Ground 14 complains because the court charged: "I charge you in this connection that a seeming necessity is equivalent to a real or actual necessity and equally protects one who in good faith acts thereunder, and in that connection I charge you that one can not create an emergency which renders it necessary for another to defend himself and then take advantage of the effort of such person to do so." The charge was not erroneous.
There is no merit in ground 15. It is based on an excerpt from the charge. The assignment has no merit when the charge is considered in its entirety.
Grounds 16 to 23 and 25 to 29 inclusive assign error because of the court's refusal to give a number of written requests on the principle of law involving the doctrine of reasonable fears. When the entire charge is considered the principles included in the requests are found to have been fully covered.

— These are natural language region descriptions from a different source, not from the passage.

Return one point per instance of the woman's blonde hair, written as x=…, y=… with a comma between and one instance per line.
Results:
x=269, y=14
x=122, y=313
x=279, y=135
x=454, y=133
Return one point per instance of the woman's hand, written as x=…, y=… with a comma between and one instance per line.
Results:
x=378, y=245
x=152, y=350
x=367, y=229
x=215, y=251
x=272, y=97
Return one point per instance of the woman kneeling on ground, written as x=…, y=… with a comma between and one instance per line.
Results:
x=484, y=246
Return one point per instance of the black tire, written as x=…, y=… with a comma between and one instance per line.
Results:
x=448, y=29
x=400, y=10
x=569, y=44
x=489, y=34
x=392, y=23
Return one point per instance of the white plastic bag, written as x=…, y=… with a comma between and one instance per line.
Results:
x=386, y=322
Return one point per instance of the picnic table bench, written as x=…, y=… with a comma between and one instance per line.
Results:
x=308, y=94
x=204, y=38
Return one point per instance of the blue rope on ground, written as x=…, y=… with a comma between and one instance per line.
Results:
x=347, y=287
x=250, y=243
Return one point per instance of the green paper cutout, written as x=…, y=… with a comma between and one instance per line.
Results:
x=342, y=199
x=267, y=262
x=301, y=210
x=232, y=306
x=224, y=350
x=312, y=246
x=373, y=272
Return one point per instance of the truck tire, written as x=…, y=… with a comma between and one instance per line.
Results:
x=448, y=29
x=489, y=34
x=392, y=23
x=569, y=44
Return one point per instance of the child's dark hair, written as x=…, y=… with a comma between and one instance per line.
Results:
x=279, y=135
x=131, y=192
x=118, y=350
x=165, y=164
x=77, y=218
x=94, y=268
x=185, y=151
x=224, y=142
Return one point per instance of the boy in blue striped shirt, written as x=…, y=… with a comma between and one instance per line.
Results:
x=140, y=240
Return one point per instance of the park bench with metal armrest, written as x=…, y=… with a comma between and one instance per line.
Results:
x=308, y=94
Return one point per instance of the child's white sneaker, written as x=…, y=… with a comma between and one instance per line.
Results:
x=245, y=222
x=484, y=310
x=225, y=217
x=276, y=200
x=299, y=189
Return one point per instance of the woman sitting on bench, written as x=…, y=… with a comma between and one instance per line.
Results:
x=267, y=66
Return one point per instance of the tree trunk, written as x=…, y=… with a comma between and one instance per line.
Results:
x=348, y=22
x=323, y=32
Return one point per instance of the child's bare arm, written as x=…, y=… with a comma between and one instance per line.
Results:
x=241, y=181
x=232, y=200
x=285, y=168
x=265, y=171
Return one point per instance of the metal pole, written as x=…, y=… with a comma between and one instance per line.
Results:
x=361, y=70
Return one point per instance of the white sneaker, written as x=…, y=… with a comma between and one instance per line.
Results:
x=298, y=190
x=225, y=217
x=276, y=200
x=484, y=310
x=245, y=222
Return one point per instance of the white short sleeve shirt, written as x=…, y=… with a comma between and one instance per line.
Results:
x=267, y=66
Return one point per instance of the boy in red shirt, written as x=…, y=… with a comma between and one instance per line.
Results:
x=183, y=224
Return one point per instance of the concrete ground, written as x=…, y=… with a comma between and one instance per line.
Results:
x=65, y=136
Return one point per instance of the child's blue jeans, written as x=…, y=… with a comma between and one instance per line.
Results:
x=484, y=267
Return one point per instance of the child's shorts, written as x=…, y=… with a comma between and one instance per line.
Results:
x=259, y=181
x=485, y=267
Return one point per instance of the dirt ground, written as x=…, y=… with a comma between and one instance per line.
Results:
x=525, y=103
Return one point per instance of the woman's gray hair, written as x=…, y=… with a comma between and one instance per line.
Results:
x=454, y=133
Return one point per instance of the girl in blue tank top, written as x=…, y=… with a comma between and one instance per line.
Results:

Ground 24 was not approved by the judge.
Grounds 30 and 31 assign error because the court admitted evidence as to remarks which the accused had made, some time before the difficulty, as to asking some one to stand his bail for the reason that he thought he would need it. In view of the evidence that the accused was under the influence of intoxicating liquor and had made certain remarks with reference to the conduct of Reuben Hunt we think this evidence was admissible for the purpose of illustrating the conduct of the accused when he shot Hunt and the bent of his mind at the time.
We have carefully studied the record in view of all the assignments of error and find none of them sufficient to warrant a reversal.
Judgment affirmed. Broyles, C. J., and MacIntyre, J., concur.